There’s a bit happening in the novel and I can’t remember if Scrublands also had a lot going on: the wellness retreat is fraught with rumours; the five year old disappearance of the butter factory owner; the murder of Jasper; the proposed development with its international investors; and… possibly a few local rackets on the side.
It felt a little convoluted at times and though some links are made, others are merely coincidental. There are, however, quite a few twists thrown in… just as we think we’ve got it all worked out.
As I mentioned, I couldn’t remember enough about Martin and Mandy’s relationship in Scrublands and here it doesn’t seem strong enough to withstand the turbulent early days of their reunion. I didn’t get any real sense of connection and in some ways they’re both circling each other nervously as if waiting for one to slip-up. But, like in Scrublands, where Martin arrived in Riversend disenchanted with life in general, there’s an obvious personal ‘journey’ here.
In fact this book, perhaps like Scrublands, is very Martin-centric, and I didn’t get much of a sense of Mandy, DI Montifore or Martin’s uncle Verne…. which may well be on purpose. After all, it’s Martin’s story.
He’s put the events of his war-torn reporting past behind him (kinda) but now thrown back into the tragic events of thirty years earlier. Events that changed him forever. And though he’s unhappy about having to return, he realises that a part of him has remained in Port Silver and his return may be the only place he can heal and recover.
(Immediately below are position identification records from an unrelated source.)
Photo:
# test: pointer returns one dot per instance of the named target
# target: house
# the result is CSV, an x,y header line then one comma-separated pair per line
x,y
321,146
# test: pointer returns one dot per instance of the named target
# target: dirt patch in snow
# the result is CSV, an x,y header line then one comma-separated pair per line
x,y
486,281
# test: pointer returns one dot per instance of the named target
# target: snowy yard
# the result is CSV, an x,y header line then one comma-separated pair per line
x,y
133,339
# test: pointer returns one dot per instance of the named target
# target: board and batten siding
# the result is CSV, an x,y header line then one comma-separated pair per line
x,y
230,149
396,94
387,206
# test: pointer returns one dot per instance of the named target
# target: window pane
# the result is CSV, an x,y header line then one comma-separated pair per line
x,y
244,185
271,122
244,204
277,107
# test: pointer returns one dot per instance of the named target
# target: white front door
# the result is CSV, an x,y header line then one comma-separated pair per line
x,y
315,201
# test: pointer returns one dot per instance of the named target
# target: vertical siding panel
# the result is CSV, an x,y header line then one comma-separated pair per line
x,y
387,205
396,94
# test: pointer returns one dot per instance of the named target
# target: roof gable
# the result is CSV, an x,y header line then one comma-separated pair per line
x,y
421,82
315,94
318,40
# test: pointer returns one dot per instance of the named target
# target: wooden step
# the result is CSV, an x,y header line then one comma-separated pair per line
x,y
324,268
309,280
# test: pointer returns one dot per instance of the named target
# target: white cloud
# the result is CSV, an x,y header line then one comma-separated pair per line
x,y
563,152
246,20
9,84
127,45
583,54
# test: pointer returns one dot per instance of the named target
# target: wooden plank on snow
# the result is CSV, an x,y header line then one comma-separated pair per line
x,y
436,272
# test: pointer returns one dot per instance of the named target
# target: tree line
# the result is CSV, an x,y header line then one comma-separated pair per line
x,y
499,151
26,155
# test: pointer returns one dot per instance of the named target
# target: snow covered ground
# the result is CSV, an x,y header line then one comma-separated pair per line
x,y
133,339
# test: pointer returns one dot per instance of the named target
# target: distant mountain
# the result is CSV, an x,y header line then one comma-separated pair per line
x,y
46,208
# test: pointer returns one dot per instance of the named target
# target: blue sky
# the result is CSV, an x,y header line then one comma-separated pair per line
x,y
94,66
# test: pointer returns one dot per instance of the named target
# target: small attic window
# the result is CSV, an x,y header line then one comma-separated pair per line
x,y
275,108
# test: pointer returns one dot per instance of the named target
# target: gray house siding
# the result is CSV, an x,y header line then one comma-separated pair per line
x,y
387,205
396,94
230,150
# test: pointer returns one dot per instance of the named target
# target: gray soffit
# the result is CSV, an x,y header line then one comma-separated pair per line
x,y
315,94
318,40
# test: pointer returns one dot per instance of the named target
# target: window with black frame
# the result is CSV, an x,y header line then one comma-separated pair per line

People often talk about the dreaded second book curse…. that – for an author who’s had such a hit first time around, it’s almost impossible to emulate. Expectations are usually unrealistically high.
Silver, like Scrublands is a loooong book. Like 550+ pages (which always scares me), but there’s not a lot of unnecessary padding. The writing certainly felt on a par with that of its predecessor and it’s possibly a style that comes easily to Hammer. Vividly articulate and its sense of place easily rendered. I enjoyed meeting Martin again and still don’t understand why I didn’t realise it was to be the second in the series. At least I’ll be prepared next time around and ready for the next adventure in the series.
A southerly change is on its way, carrying memories with it, isobars of regret. p 78
Silver by Chris Hammer will be published in Australia by Allen & Unwin and available from 1 October 2019.
I received a copy of this book from the publisher for review purposes.